Hablaron, bebieron y fumaron. Al cabo de media hora se levantaron para irse. Entonces vi que el hombre acariciaba lentamente la mejilla de Lisa; luego le dio un prolongado beso. Yo eché a correr y corrí, corrí y corrí en aquella noche interminable. No sé cómo acabé por regresar a mi casa, media hora más tarde, después de seguir un complejo itinerario.

Era increíble. Yo no había tenido nunca un comportamiento como aquél. ¿Por qué la quería tanto? ¿Por qué la seguía y por qué la evitaba? ¿Por qué no había irrumpido en el bar, para dar al traste con su conversación? ¿Qué era aquella furia que se apoderaba de mí?

Los celos. Ellos son la amante de las horas venideras, la que tiñe el deseo de furia, la que da ganas de agarrar lo que amenaza con irse, de retenerlo para reducirlo a la nada. También son la reina del instante, demasiado tonta para reflexionar, demasiado tosca para proyectarse hacia el futuro. Son el hogar de los sentidos, tan ardientes que me asfixiaba con ellos. Aquella velada me enloqueció hasta el punto de no lograr conciliar el sueño. Al final de esa noche terrible, las preguntas se sucedían, atormentadoras, en mi cabeza: ¿quién era ella? ¿Quién era el hombre que la había besado? ¿Qué secreto compartía con su padre? ¿Qué sabía de Schiller? ¿Quién era, en el fondo? ¿Qué me ocultaba? ¿Qué ocultaba Lisa Perlman?

Capítulo 5

Cuando la sangre judía brota bajo nuestros cuchillos, todo va ya a pedir de boca.

El 20 de enero de 1942, en Berlín, en el número 56 de Wannseebedweg, en una casa confiscada a un judío, se celebró la conferencia sobre la «solución final a la cuestión judía». Endlosung, que significaba: aniquilación física de los judíos de Europa a la mayor brevedad posible.

En la tesis de historia contemporánea que preparaba, yo intentaba descubrir la génesis de la solución final.

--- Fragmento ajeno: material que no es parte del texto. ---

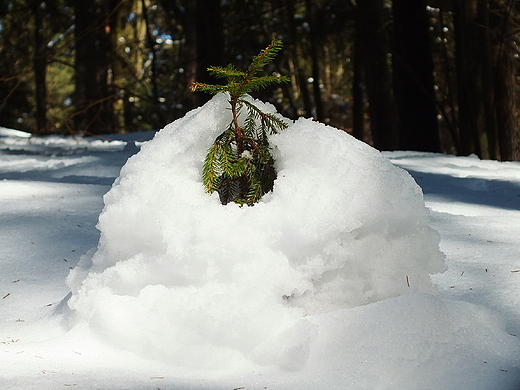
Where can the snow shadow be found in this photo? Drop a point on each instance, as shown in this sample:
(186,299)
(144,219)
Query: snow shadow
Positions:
(498,193)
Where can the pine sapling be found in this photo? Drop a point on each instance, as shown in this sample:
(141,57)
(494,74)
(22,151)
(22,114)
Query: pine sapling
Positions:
(239,164)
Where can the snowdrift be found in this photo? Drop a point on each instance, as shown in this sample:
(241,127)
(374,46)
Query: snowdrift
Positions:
(180,278)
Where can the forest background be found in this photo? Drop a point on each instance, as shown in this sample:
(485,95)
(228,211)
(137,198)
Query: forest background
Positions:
(426,75)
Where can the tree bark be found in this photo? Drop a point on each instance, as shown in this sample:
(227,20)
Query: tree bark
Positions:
(93,46)
(374,41)
(413,77)
(40,66)
(474,85)
(505,78)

Por más monstruoso que fuera, explicaba, el genocidio tenía un motivo.

Yo trataba de precisar las razones de la masacre, de encontrar el hilo en la trama de decisiones y acontecimientos que habían desembocado en la Shoah.

Retomaba el debate que enfrenta a los historiadores que tratan de comprender las causas del genocidio. Los intencionalistas pensaban que Hitler y su particular ideología habían tenido una incidencia capital en la solución final. Los funcionalistas, por el contrario, aseguraban que la obra de Hitler era accidental en relación a la forma de funcionamiento del régimen y a su dinámica estructural, que eran los que iban a dictar el desarrollo de los hechos. Para éstos, sin el ejército, la administración, la industria, el partido y la SS, Hitler jamás habría podido llevar a cabo su objetivo.